The diameter of each of identical copper wire in the extension cord when minimum power is $532\text{W}$.

Answer to Problem 68AP

The diameter of each of identical copper wire in the extension cord is $2.93\text{mm}$.

Explanation of Solution

Formula to find the maximum resistance of copper wire is,

$R_{\text{c,max}}=\frac{{\left(\Delta V\right)}^2}{2}\left[\frac{1}{\sqrt{P_{\text{min}}P}}-\frac{1}{P}\right]$

Substitute $120\text{V}$ for $\Delta V$, $532\text{W}$ for $P_{\text{min}}$ and $535\text{W}$ for $P$ in the above equation to find $R_{\text{c,max}}$.

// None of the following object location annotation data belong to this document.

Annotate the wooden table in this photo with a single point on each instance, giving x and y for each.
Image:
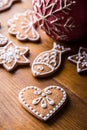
(12, 115)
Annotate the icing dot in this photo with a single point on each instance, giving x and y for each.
(43, 94)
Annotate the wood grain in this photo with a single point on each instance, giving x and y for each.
(12, 115)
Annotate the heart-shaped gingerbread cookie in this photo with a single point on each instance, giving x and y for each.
(42, 103)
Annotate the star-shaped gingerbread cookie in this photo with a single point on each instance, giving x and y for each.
(5, 4)
(23, 26)
(80, 59)
(12, 55)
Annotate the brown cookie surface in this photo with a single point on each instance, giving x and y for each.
(12, 55)
(22, 25)
(5, 4)
(43, 104)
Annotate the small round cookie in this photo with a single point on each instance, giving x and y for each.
(43, 104)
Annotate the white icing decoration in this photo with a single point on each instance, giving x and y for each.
(3, 2)
(45, 18)
(3, 40)
(80, 59)
(10, 55)
(43, 101)
(50, 101)
(27, 26)
(51, 59)
(36, 101)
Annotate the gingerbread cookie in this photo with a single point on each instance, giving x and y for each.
(12, 55)
(23, 26)
(5, 4)
(46, 63)
(43, 104)
(80, 59)
(3, 40)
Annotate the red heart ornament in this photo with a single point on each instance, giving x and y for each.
(43, 104)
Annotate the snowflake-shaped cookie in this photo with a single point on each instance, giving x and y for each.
(23, 26)
(12, 55)
(80, 59)
(5, 4)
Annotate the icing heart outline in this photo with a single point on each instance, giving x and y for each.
(33, 111)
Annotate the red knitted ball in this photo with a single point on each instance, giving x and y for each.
(64, 20)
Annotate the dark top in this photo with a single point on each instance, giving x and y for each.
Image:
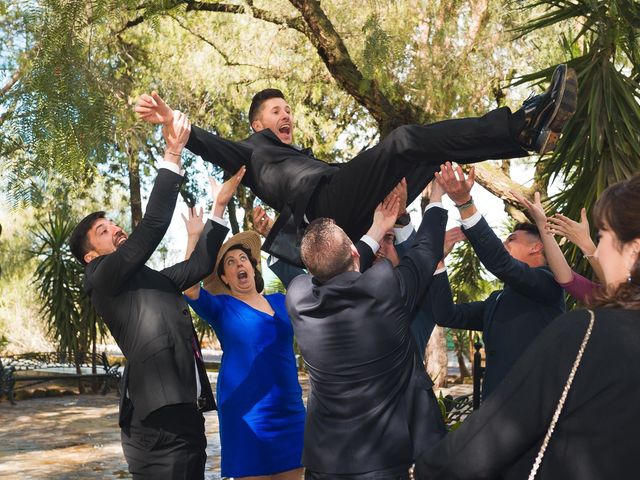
(370, 406)
(596, 436)
(511, 318)
(145, 311)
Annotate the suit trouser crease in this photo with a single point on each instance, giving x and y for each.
(415, 152)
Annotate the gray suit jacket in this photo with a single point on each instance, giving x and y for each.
(146, 312)
(371, 406)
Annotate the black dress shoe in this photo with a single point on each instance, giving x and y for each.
(545, 115)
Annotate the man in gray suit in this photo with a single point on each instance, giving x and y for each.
(371, 407)
(165, 387)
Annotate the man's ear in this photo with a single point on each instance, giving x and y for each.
(90, 256)
(257, 125)
(538, 247)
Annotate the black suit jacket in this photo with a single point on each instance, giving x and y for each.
(511, 318)
(596, 437)
(371, 406)
(146, 312)
(267, 160)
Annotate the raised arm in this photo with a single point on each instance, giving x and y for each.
(203, 257)
(536, 283)
(578, 234)
(110, 272)
(555, 258)
(230, 156)
(415, 271)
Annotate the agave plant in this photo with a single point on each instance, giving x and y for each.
(66, 309)
(601, 144)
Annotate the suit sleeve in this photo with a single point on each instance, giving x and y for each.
(535, 283)
(201, 262)
(285, 271)
(514, 419)
(415, 271)
(465, 316)
(208, 307)
(109, 273)
(366, 255)
(227, 154)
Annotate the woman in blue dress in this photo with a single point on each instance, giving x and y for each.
(260, 409)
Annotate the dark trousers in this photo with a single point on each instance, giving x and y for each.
(397, 473)
(169, 444)
(351, 195)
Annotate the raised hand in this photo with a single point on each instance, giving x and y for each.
(400, 190)
(384, 217)
(262, 223)
(436, 192)
(577, 233)
(451, 237)
(177, 133)
(195, 223)
(535, 209)
(222, 194)
(455, 183)
(152, 108)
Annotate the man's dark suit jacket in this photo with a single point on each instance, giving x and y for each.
(371, 406)
(264, 155)
(146, 312)
(596, 437)
(510, 319)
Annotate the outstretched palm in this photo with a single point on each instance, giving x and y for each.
(153, 109)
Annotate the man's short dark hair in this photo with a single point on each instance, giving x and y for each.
(258, 100)
(79, 241)
(528, 227)
(325, 249)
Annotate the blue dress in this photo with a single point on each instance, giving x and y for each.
(260, 407)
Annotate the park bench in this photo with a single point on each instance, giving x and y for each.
(29, 369)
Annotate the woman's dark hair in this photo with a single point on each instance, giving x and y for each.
(253, 261)
(619, 209)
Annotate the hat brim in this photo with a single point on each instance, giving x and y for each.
(249, 239)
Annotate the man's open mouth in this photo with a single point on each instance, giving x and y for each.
(286, 129)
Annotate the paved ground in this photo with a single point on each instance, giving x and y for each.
(73, 437)
(77, 437)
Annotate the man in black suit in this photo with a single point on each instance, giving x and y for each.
(165, 387)
(371, 407)
(513, 317)
(294, 183)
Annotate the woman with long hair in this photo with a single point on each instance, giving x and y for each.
(568, 407)
(260, 409)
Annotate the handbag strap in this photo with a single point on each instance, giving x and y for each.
(563, 397)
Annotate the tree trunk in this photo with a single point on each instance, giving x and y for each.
(436, 357)
(134, 187)
(464, 371)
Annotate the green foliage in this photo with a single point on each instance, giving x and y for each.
(66, 308)
(601, 145)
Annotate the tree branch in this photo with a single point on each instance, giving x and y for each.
(335, 56)
(11, 82)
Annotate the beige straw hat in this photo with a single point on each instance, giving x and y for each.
(249, 239)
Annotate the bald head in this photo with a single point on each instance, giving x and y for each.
(326, 250)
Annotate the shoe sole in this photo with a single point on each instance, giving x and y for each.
(566, 100)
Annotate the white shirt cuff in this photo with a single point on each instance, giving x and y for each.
(434, 204)
(472, 220)
(219, 220)
(375, 246)
(402, 234)
(172, 166)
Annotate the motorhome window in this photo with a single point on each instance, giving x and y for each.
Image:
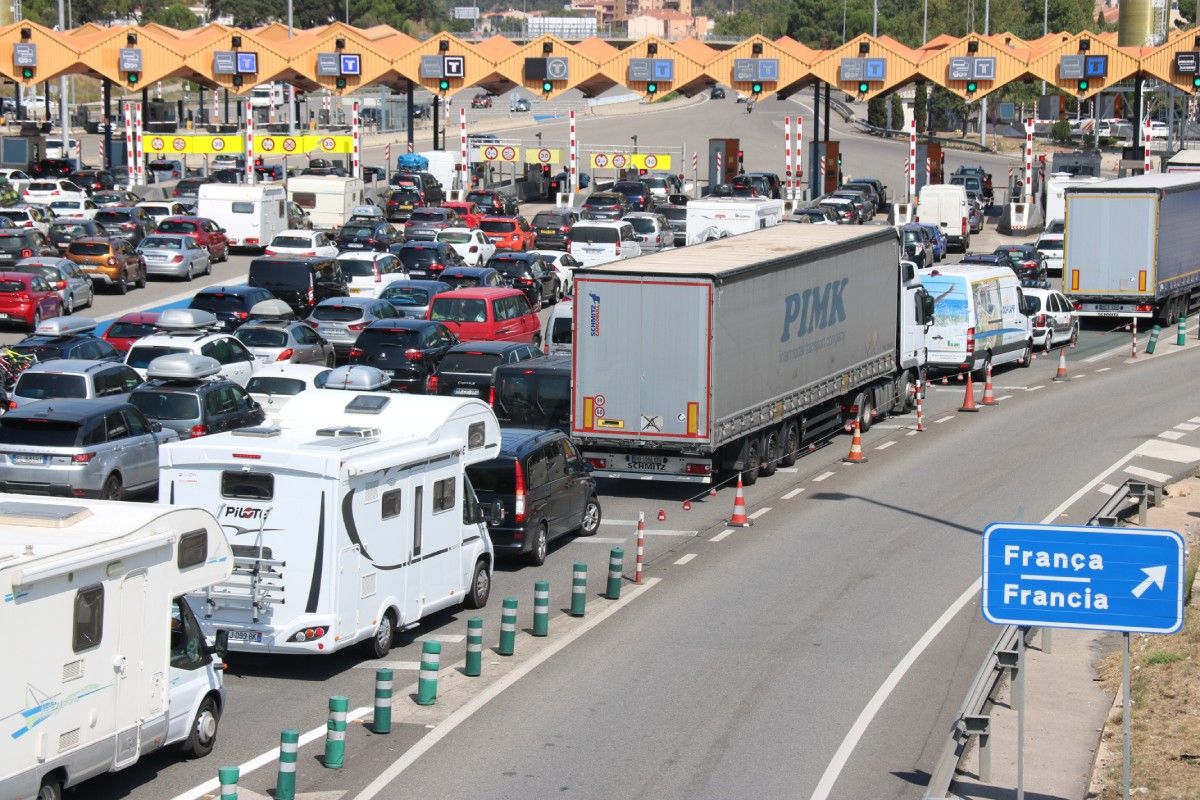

$\begin{array}{c}{R}_{\text{c,max}}=\frac{{\left(120\text{V}\right)}^2}{2}\left[\frac{1}{\sqrt{\left(532\text{W}\right)\left(535\text{W}\right)}}-\frac{1}{\left(535\text{W}\right)}\right]\\ =0.03789\Omega \\ \approx 0.0379\Omega \end{array}$

Formula to calculate the diameter of copper wire is,

$d=\sqrt{\frac{4\rho L}{\pi R_{\text{c,max}}}}$

Substitute $1.7\times {10}^{-8}\text{Ω}\text{.m}$ for $\rho$, $15.0\text{m}$ for $L$ $3.14$ for $\pi$ and $0.0379\Omega$ for $R_{\text{c,max}}$ in the above equation to find $d$.

$\begin{array}{c}d=\sqrt{\frac{4\left(1.7\times {10}^{-8}\text{Ω}\text{.m}\right)\left(15.0\text{m}\right)}{\left(3.14\right)\left(0.0379\Omega \right)}}\\ =2.93\times {10}^{-3}\text{m}\\ =2.93\text{mm}\end{array}$

Conclusion:

Therefore, the diameter of each of identical copper wire in the extension cord is $2.93\text{mm}$.